What does it mean to be recognized?
Say you’ve moved to a new neighborhood. You’ve noticed a few neighbors mowing their lawns, walking their dogs, rushing to work. You’ve found your go-to spots: grocery store, bar, café, park. You start to recognize the people who populate your little corner of the universe, and they start to recognize you.
In “Make Friends,” Hiatus Kaiyote suggests a much deeper kind of recognition, as if we can be known on a deep level, as we truly are.
When singer Nai Palm, in her full, supple voice, delivers the song’s chorus and mantra, she tells us that friendship is where we find this deep recognition.
You don’t make friends
You recognize them
Its signs are both cosmic and simple: “on my wavelength” and “down to earth,” a “wild thing” but “not hard work.” The singer would seem to befriend independent types, those with “their own thing”—they want to spend time with you but don’t need to. They come and go as they please and don’t ask too much. A listener could almost fault this conception of friendship for failing to include an acceptance of foibles, except that would miss the point: acceptance means foibles aren’t foibles. If you’re on the wavelength, you’re on the wavelength, as you are. “Maybe it is fate?” as Palm sing-queries during the bridge.
Quibbles about the component parts of friendship aside, the song’s loping bass line convinces without qualification. It is the wavelength. Through the verses, in steady 6/4 time, it lopes upward and steps back down according to some arcane theory of resonance (I suppose you could call it a “scale”).
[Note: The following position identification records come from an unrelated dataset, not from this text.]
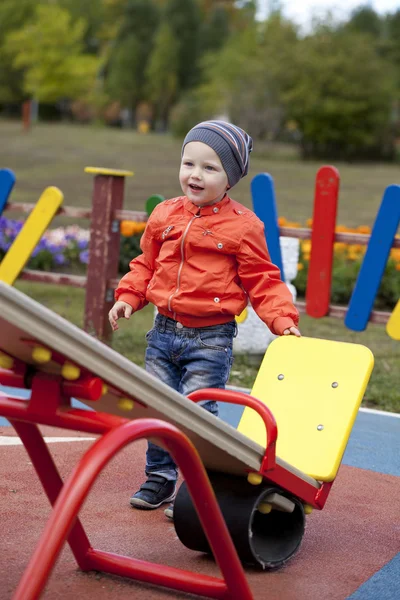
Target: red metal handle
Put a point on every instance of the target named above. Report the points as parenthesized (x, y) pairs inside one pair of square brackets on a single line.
[(243, 399)]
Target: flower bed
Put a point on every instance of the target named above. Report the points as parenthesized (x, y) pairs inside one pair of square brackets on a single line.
[(346, 264), (66, 248)]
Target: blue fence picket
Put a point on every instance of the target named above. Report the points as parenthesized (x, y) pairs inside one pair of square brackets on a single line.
[(375, 260), (264, 205), (7, 180)]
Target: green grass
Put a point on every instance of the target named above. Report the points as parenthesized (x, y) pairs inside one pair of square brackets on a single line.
[(56, 154), (382, 391)]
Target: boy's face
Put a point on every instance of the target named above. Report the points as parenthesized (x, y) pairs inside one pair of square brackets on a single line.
[(202, 176)]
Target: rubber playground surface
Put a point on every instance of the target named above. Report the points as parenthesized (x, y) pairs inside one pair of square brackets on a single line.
[(351, 549)]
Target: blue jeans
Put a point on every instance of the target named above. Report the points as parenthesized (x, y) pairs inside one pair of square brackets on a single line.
[(186, 359)]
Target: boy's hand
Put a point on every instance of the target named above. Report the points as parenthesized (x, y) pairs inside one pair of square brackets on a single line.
[(292, 331), (119, 310)]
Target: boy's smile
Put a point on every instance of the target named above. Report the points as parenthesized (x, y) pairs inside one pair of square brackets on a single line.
[(202, 176)]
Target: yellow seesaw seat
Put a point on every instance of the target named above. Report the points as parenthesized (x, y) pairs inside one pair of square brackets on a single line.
[(313, 388)]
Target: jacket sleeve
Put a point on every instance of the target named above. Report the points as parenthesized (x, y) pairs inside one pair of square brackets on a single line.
[(133, 286), (260, 278)]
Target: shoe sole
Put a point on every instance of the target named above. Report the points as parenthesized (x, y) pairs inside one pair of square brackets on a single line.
[(138, 503), (169, 513)]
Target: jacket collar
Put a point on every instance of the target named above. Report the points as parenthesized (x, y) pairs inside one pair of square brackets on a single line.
[(207, 210)]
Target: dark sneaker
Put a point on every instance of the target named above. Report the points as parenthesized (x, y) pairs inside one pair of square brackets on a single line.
[(154, 492)]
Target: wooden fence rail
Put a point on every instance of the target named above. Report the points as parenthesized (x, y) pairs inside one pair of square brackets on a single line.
[(102, 272)]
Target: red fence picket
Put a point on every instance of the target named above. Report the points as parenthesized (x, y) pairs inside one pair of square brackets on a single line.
[(102, 273)]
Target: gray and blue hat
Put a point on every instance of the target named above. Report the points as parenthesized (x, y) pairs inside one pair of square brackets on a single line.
[(232, 144)]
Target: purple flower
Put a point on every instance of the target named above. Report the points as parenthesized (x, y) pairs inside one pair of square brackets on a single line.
[(84, 257)]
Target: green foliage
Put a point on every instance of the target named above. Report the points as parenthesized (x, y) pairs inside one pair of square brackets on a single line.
[(365, 20), (248, 77), (184, 19), (125, 73), (49, 50), (338, 112), (215, 30), (161, 72), (189, 111), (13, 15), (344, 277)]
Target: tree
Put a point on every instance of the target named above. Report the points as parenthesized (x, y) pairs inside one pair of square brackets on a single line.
[(161, 73), (184, 19), (124, 73), (12, 17), (365, 20), (49, 50), (341, 97), (129, 55), (247, 79)]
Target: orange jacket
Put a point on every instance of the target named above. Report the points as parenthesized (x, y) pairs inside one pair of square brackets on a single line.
[(200, 266)]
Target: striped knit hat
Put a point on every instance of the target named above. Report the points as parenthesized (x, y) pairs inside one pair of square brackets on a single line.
[(231, 143)]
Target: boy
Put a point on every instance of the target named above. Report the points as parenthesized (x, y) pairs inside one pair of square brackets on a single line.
[(204, 255)]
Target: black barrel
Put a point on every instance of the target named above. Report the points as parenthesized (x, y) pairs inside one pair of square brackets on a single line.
[(266, 540)]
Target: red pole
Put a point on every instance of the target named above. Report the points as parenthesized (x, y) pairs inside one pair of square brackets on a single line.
[(319, 280), (108, 196)]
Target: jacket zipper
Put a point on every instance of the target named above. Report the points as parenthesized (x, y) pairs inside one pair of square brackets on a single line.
[(178, 281)]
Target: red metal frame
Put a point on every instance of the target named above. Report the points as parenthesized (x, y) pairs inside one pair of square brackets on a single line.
[(68, 498), (269, 469)]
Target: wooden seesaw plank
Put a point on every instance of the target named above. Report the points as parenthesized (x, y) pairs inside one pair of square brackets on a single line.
[(220, 446), (29, 236)]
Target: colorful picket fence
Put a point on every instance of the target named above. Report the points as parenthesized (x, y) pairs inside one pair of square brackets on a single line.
[(107, 213)]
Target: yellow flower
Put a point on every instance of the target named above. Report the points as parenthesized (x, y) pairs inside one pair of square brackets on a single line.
[(126, 228), (293, 224), (395, 254), (129, 228), (364, 229), (340, 247)]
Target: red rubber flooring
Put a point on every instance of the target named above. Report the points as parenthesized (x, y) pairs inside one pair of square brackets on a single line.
[(344, 545)]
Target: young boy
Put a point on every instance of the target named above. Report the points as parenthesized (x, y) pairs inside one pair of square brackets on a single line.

The vocal phrases in these verses stab the available space at a higher frequency, so that by the pre-chorus, the melody feels wrapped up with the bass line in a double helix of predestined attraction and understanding. When the chorus kicks in, time itself changes, or at least the time signature, and the phrasing in the words, syllable by syllable, is matched to the music:
What is it for?
Who you like, who you ignore?
The mystical, outer-spacey sophistication continues with a searching musical vamp after the second chorus—sort of like aliens kidnapped J. S. Bach, harpsichord and all, and are zipping around with him in their spacecraft in gleeful defiance of spacetime—that leads into a complicating bridge. The singer suggests “I could be your ride or die” and even offers her “yum yum”—which I guess could be a reference to a Hibachi sauce or a deep-fried croissant, though that’s not quite how I took it—while conceding she might also be a “pain in your ass.”
Suddenly friendship is on the verge of transforming into its more difficult cousin, romantic love. The soulfully ascending “You could recognize me” that caps off the bridge has an urgency not typically associated with the neato person who’s just down to hang.
Maybe it’s inevitable that a pop song—no matter how much of a jazzy-space-opera it is—will turn into a love song. Or maybe the point is that romantic love cannot be sustained without the deep, cosmic recognition of true friendship.
Or maybe the band wants to shatter received notions of what fidelity is supposed to look like in a successful romantic pairing.
It’s not terribly clear, nor does it need to be. The desire to be recognized is about being rescued from obscurity and loneliness, and both friendship and love are the best ways to get there. (Other types of recognition, like pop stardom, seem always to fall short by comparison.)
And so the song ends with a soulful, insistent repetition.
I want you to recognize me
I want you, too
The song also rethinks a hoary old idiom: “make friends.” We do not make our friends. They are in the process of making themselves. We accept them, we make room for them, we long for them to recognize us as we recognize them. It sounds almost religious. But we can go puerile, if only to avoid sanctimony: “takes one to know one.”